★ネタバレ感想★
エーリアン殺人事件
栗本薫
はるか遠い宇宙での出来事。巨大貨物船シーラカンス号が救助した宇宙船の中にいたのは史上最強のエーリアンだった。エーリアンによって犠牲者が続出する中、アル中・宇宙飛行士ルーク・ジョニーウォーカーは、無理矢理エーリアン探索隊長に任命されてしまう。
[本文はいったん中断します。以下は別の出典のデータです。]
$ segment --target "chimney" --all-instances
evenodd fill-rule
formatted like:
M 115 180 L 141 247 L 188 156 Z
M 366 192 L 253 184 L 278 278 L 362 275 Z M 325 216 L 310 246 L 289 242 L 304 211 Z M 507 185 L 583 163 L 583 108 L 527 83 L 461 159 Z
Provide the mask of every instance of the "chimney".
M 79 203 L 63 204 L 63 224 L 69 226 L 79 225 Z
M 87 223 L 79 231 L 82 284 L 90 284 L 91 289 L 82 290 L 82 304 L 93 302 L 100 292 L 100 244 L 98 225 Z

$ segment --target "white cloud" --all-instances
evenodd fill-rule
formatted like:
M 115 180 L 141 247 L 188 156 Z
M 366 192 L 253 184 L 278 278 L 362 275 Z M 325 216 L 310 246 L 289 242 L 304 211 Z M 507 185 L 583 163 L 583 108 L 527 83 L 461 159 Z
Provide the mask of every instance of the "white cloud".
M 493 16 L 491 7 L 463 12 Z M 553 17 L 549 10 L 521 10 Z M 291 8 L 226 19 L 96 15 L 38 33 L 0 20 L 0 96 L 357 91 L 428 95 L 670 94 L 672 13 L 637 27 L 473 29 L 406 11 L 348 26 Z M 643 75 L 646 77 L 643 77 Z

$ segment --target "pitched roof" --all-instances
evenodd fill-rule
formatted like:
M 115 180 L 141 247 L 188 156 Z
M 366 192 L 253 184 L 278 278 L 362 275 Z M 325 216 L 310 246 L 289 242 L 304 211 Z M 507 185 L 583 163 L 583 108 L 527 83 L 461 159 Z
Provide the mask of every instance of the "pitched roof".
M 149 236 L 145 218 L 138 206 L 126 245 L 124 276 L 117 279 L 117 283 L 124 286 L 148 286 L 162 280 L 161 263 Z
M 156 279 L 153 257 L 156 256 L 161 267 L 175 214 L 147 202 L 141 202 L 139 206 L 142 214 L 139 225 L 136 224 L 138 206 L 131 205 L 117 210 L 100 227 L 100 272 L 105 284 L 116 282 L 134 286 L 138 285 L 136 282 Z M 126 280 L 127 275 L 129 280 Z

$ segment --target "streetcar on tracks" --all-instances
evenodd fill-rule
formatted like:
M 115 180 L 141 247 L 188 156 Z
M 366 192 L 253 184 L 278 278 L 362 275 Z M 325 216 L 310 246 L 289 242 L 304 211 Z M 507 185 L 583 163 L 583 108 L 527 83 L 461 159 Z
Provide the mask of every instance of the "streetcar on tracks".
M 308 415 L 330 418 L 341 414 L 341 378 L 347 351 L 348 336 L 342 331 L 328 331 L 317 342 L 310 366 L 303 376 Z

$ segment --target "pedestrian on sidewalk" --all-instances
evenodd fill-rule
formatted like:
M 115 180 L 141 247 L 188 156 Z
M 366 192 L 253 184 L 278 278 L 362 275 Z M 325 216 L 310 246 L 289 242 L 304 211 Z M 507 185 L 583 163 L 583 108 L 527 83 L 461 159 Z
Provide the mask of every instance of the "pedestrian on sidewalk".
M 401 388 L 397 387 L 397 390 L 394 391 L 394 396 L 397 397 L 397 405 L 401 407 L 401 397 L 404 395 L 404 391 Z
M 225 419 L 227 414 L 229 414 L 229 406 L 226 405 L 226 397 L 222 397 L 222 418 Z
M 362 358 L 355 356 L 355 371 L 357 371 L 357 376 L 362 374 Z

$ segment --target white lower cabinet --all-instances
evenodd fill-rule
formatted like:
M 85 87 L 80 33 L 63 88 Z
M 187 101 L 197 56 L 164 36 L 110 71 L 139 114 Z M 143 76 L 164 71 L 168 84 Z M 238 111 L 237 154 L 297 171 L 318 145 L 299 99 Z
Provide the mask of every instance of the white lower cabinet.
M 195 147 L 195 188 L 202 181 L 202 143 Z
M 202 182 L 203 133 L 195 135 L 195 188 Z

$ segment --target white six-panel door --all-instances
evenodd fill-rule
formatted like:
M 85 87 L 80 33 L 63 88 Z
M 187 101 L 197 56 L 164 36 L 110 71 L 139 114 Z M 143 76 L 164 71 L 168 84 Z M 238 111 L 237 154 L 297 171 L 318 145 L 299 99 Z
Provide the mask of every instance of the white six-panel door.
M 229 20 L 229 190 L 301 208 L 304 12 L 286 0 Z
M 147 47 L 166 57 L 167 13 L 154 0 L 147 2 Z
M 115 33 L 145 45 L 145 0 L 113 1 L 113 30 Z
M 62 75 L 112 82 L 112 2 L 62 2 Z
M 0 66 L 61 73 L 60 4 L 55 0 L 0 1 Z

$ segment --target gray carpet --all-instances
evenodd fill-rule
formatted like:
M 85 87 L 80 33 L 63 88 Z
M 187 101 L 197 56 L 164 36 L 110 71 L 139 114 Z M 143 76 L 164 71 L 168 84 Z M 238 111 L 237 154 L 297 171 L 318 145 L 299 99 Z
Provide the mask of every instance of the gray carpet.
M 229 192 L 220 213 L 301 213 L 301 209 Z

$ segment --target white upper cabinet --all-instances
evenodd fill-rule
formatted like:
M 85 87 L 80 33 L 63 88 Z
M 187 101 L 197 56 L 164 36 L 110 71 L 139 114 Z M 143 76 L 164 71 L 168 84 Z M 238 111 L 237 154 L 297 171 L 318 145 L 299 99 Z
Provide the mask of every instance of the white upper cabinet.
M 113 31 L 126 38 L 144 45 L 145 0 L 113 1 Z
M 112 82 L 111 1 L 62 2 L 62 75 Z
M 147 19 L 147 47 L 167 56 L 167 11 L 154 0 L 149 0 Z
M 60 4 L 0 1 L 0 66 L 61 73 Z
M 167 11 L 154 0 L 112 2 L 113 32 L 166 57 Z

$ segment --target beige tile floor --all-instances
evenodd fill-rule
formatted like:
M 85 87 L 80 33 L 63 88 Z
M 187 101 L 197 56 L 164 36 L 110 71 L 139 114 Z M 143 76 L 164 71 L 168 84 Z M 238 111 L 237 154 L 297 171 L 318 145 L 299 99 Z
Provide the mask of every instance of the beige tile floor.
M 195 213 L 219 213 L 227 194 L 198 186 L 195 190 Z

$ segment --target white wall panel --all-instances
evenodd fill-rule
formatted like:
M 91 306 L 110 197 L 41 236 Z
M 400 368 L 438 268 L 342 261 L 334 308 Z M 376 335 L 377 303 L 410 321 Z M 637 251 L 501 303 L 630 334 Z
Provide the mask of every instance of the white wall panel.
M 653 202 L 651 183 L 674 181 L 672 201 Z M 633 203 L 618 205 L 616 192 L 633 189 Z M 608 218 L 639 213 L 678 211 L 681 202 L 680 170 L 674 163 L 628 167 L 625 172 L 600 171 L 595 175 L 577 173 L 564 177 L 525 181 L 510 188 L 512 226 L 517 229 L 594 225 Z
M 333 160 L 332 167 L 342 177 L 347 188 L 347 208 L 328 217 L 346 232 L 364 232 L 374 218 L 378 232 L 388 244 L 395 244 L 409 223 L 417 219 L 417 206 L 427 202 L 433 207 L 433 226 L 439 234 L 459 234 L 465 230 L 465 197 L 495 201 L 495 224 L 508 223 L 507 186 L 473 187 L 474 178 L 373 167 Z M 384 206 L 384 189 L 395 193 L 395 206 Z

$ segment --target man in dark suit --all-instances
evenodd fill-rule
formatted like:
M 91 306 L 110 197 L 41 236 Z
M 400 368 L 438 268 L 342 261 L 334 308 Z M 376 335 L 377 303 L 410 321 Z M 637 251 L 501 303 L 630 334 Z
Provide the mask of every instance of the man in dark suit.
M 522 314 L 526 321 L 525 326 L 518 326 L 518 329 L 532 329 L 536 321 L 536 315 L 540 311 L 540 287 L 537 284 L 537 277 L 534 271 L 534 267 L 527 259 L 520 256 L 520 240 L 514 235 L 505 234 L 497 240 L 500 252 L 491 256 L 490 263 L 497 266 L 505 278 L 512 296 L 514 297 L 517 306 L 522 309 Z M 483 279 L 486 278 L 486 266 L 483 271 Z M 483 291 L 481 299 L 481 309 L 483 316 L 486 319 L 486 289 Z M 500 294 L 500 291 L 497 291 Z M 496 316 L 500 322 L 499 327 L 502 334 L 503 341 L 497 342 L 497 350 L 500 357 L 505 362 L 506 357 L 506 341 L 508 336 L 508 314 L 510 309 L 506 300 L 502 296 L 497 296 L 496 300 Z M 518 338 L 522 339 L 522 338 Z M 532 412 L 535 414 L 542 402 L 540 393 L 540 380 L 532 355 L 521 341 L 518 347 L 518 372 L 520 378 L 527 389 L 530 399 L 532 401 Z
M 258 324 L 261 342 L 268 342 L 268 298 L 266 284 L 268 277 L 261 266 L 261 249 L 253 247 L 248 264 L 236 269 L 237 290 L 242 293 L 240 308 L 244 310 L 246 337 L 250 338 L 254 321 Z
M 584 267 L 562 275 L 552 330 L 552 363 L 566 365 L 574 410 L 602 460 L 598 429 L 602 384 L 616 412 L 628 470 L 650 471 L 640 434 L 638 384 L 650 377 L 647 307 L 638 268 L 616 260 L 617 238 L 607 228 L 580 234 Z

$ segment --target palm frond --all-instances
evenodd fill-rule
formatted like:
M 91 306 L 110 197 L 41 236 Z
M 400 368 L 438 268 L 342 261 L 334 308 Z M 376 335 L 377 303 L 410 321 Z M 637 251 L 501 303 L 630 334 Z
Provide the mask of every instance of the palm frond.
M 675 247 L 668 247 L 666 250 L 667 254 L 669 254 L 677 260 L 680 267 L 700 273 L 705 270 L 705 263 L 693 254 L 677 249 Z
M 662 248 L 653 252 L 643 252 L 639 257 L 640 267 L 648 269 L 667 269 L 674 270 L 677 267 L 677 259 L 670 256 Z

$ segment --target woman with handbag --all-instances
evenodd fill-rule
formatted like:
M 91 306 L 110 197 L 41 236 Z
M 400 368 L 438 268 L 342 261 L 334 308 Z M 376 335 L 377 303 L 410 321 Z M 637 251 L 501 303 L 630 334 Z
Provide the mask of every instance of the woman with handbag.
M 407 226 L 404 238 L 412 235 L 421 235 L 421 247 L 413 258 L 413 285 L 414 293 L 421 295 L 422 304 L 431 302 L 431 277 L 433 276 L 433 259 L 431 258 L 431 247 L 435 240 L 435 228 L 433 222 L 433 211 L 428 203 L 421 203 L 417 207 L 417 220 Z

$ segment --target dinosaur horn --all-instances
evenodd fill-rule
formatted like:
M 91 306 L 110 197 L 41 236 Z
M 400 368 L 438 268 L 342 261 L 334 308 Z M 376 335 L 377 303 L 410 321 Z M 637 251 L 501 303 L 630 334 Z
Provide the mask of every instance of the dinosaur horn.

抱腹絶倒のSFミステリィコメディ。
――初めは『エーリアン殺人事件』というタイトルから、SF世界を舞台にしたミステリィなのかな?と思いこんでいたら、ルーク・ジョニーウォーカーやオビワン・へノービーなど登場人物に超おふざけな名前がついていて単なるSF映画――特に『スターウォーズ』のパロディ?と思ったけど、さらにエイリアンの形がチ○チ○型だとか、なぜか登場する新撰組3人衆がホモだとか、そのほか純朴な青少年にとっては目を覆いたくなるような如何わしいネタが満載でわー下品な小説と思ったら、ついに訳の分からない雑俳というのか雑文が連発されて狙いは昔のナンセンスなギャグマンガを小説でやろうとしているのかと思い立ち、でもようやく本格ミステリィよろしく謎解きが展開されたと思いきや、エピローグで「史上最大のご都合主義のエピローグ」が登場!――たとえるなら数学の問題だと思って解いていたら、実は保険体育でした、みたいにある意味ミステリィファン垂涎のどんでん返しを食らわされてしまったのでした(笑)。読直後の感想は「一体なんだコレは?」の一言。――そう今作は「なんだコレは?」と読者に言わせるための作品だったのですね(笑)。あるいは「やっちまった……」とつぶやかせるためかな(笑)。
――あらゆる、常識とかお約束とか、全部ぶっ飛ばして、すっごくくだらないんだけど、ここまで行くとなんか「カ・イ・カ・ン……」とつぶやいてしまう感じ(笑)。――昔書かれたものなので、時事ネタが風化しすぎていますけど、むしろそこも、読者の想像や物語の王道などから、「外していく」美学を徹底的に追求しているからあえて時期を逸してしまう時事ネタ盛りこんでんだ!――みたいな、これはうがちすぎか(笑)。――そんなことを思いつつ、今、栗本センセイにこう言う作品を書いて欲しいなあとチラッと思ったりしてね(笑)。
百万かける百万分の一の確立の偶然。わしが常日ごろ、主張してやまないように、文学は必ずしも無力ではないのだ。